By Ben Nwabueze
The attitude on the part of the Supreme Court, as the apex Court, that it is not subject to the law, is fraught with grave danger for our constitutional democracy. This is because, whilst the law of the Constitution, is the primary instrument of the Rule of Law, and the statute law the next leading instrument for it, court decisions form its foundation. And when the foundation is faulty, the entire edifice becomes shaky. The point needs amplification.
In our constitutional system, the courts are the only authoritative decider and interpreter of what the law is for purposes of the Rule of Law. And once a court has spoken, then, its decision establishes, with binding force, the law on the point in issue, unless and until it is reversed or overruled by due process of law. Neither the President nor anyone else has the power or the right to substitute and apply their own view of the law in preference to that of the court in a matter affecting the lives, affairs and actions of other people. To admit any such power or right in anyone, the President included, would only lead to anarchy, to the substitution of the rule of the jungle for the Rule of Law.
The binding force of decisions or orders of the court as the authoritative decider or arbiter of what the law is under the concept of the Rule of Law applies notwithstanding that a court decision or order is perverse or blatantly erroneous on the merits; not only that, they also apply despite the fact that the court lacks jurisdiction to give the decision or make the order in question either because its jurisdiction is ousted by statute or for some other reason. In a system of government under law, as ours is supposed to be, no one, the President again included, is entitled to disregard a decision or order of a court of law, because, in his opinion, the court lacks jurisdiction to give it.
In the recent case of Att-Gen of Anambra State v. Att-Gen of the Federation & Ors  9 NWLR (Pt 929 – 931) 574 at page 606, the Supreme Court, speaking through Katsina-Alu JSC, (as he then was), affirmed the binding force of the court’s decision or order as the authoritative statement of what the law is that governs or rules the lives and affairs of people in society. Said the Court:
“The law in this regard is clear……..An order or judgment of court, no matter the fundamental vice that afflicts it, remains legally binding and valid until set aside by due process of law” (emphasis supplied).

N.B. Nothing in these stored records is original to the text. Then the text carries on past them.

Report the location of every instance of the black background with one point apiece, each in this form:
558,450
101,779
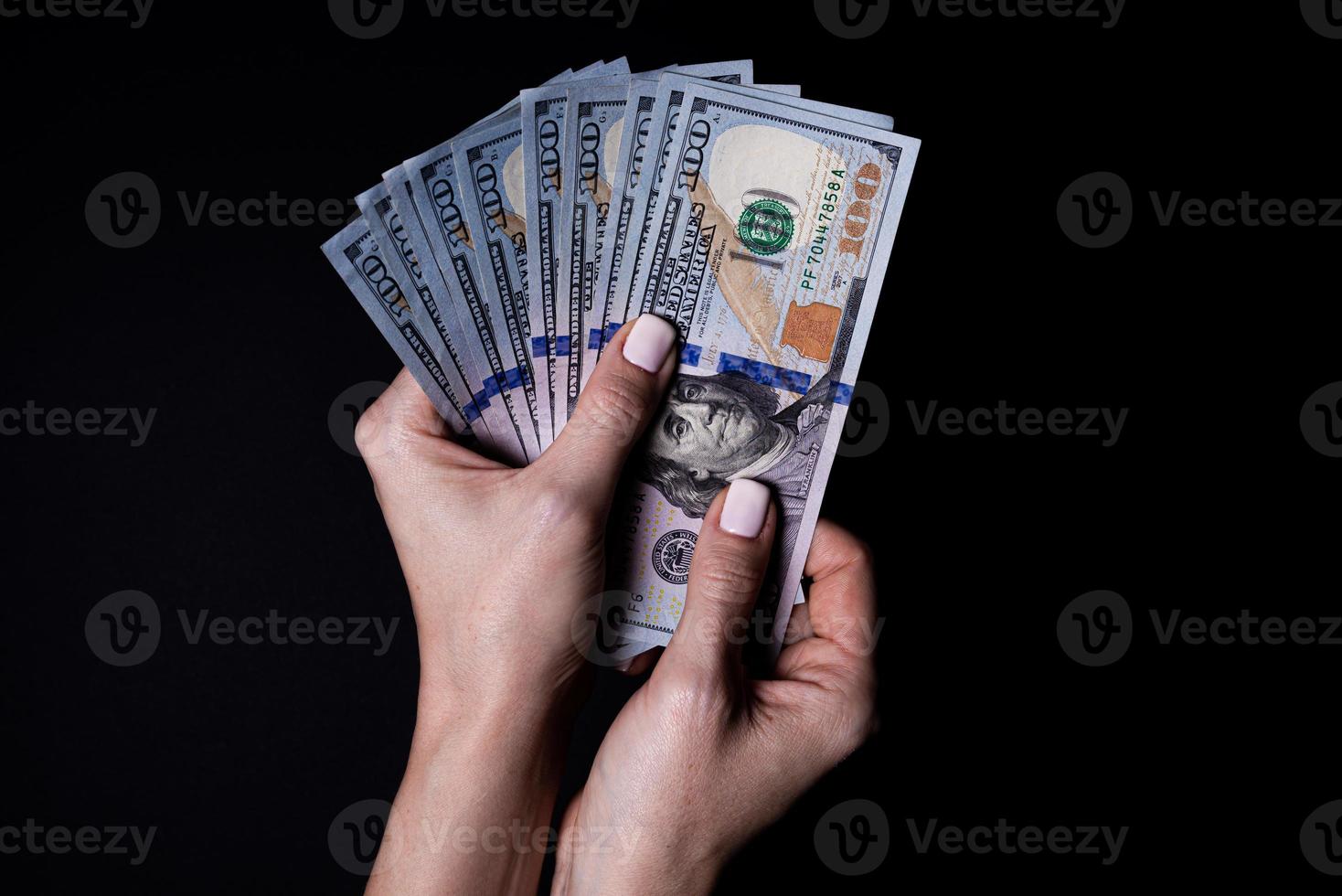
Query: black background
243,502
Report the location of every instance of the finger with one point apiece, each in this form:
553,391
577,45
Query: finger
729,563
799,624
616,405
643,661
403,419
842,603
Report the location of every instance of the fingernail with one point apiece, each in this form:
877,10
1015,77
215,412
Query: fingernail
648,344
745,508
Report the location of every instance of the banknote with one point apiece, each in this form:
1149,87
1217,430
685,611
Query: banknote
773,231
436,191
492,176
542,112
392,209
378,282
648,272
625,180
591,141
429,186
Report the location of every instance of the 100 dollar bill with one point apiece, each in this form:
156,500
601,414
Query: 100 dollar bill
378,282
542,115
773,232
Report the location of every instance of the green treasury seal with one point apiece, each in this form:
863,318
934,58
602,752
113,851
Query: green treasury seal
765,227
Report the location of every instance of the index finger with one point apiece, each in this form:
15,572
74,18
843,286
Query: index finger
843,593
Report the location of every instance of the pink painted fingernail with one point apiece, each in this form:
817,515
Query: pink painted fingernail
648,344
745,508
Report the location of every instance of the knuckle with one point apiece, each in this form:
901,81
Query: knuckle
725,576
616,407
855,718
862,553
694,706
370,427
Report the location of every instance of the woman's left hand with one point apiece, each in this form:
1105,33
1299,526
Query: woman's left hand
498,560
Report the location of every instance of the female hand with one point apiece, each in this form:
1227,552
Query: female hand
498,560
702,758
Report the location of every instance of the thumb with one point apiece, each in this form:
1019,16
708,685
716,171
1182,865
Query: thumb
615,408
730,560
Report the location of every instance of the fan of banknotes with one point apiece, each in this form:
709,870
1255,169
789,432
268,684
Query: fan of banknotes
499,263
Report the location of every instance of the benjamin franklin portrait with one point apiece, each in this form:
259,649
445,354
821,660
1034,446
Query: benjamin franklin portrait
725,427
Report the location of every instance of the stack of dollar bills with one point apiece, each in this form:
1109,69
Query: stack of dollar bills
499,263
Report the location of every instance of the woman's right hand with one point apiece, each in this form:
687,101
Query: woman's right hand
702,758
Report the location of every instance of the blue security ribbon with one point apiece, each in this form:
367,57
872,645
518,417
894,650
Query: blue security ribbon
765,373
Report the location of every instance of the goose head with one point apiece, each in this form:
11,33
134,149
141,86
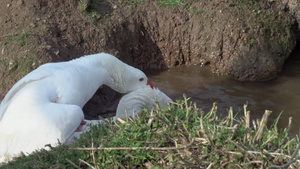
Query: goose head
142,98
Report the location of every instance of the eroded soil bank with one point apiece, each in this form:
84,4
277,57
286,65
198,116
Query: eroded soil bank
243,40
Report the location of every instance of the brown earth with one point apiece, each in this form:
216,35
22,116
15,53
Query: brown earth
244,40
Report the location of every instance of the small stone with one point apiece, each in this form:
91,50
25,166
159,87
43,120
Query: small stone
32,24
12,64
48,47
56,53
20,2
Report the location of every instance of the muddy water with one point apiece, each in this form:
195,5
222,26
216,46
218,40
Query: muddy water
205,88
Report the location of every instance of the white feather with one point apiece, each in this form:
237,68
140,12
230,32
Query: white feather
46,105
142,98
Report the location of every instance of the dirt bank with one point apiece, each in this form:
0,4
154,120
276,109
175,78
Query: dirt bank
243,40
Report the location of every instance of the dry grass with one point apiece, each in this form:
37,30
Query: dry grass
180,137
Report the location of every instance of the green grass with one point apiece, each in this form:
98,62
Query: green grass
180,137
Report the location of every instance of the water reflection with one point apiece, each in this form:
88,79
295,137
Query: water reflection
205,88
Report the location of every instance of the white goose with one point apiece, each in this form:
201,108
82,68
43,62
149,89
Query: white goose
142,98
46,105
131,103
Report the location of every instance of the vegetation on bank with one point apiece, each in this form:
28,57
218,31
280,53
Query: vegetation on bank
179,137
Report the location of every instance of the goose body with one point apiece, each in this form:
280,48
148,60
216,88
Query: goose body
142,98
46,105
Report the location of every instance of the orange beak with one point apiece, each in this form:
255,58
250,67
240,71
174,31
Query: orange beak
148,83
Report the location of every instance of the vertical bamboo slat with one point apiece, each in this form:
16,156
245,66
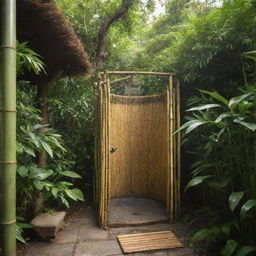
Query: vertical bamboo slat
178,146
168,137
8,127
171,118
128,171
175,187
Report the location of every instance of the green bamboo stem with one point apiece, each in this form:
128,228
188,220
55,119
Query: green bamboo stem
8,127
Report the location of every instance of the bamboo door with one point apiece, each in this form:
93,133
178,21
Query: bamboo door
137,154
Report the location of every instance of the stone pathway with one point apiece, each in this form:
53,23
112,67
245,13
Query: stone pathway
82,237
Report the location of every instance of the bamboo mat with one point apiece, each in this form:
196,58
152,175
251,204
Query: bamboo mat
148,241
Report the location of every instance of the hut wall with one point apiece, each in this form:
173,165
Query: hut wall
138,128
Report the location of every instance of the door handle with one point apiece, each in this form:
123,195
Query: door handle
113,149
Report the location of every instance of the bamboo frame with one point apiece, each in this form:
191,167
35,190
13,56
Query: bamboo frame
138,73
8,127
120,79
178,147
173,122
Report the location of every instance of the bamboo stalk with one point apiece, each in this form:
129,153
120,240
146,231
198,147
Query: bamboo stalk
8,127
105,150
171,150
168,149
178,145
138,73
120,79
175,151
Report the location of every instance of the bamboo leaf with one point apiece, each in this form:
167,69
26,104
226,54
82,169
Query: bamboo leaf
205,233
196,181
250,126
39,184
195,125
78,193
236,100
222,116
229,248
247,207
47,148
40,174
22,171
234,199
216,96
203,107
71,194
245,250
71,174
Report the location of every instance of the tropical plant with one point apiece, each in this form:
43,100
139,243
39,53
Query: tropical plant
225,169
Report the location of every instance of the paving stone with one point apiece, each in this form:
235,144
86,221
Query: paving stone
89,232
50,249
181,252
66,236
98,248
161,253
48,224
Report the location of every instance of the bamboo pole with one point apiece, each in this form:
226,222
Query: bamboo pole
8,127
168,198
175,151
138,73
108,145
101,176
178,146
120,79
105,150
171,141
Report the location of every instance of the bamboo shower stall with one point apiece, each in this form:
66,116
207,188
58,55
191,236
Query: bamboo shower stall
138,158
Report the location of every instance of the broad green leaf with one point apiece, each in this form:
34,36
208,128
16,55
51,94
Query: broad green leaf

But this obliges the courts to ensure that their decisions and orders are in accordance with the law, and not given in disregard of it; the court should not over-step the limits of its jurisdiction or power in a show of reckless activism, as was done by Hon. Justice Okon Abang of the FHC Abuja in his decision sacking Dr Okezie Ikpeazu as Governor of Abia State, declaring Dr Ogah as Governor in his place and ordering INEC to issue a Certificate of Return to Dr Ogah as well as ordering that he be sworn-in forthwith, and as was done by the Supreme Court itself in Jev’s Case (2015) 15 NWLR (Pt 1483) 484 when it ordered a person who took no part at all in a general election for the election of members of the House of Representatives, and for whom no votes were cast, to be sworn- in as a member of the House and also ordered INEC to issue him a Certificate of Return – all in disregard of the law as embodied in the Constitution and the Electoral Act 2010.
It is apparently the pre-eminent role assigned to the judiciary in the concept of the Rule of Law that has created in the Supreme Court, as the apex court, the arrogant attitude that it is the law itself, and not a subject of the law. As earlier stated, the attitude is fraught with grave danger for our constitutional democracy, and the Court needs to be shaken out of it by means radical enough to transform the Court’s attitude about its role in our constitutional system, and the way it goes about in applying its role.
The arrogance of power on the part of the Supreme Court must be curbed. This requires to be done in a manner that accords with the guarantee against “inhuman or degrading treatment” and respect for the dignity of the human person in section 34(1) of our Constitution; the protection of the right to private and family life in section 37; the guarantee of personal liberty in section 35 relating especially to the processes of arrest, detention and search.
Whilst judges are not granted immunity from criminal process, the vital and sacrosanct role of the judiciary in governance entitles them to great respect over and above that accorded to the ordinary citizens. To disgrace a judge, as by a degrading treatment, is not just the disgraceful treatment of an individual; it brings the entire judiciary, as the third organ of government, the Third Estate of the Realm, into disrepute and undermines its credibility in the eyes of the public. It diminishes our country, and all of us. The matter therefore counsels and demands cautious handling.
We are in a constitutional democracy, not a military dictatorship, and the law must be respected and obeyed in the way the affairs of the country are handled, including the handling of the fight against corruption which we all wholeheartedly support.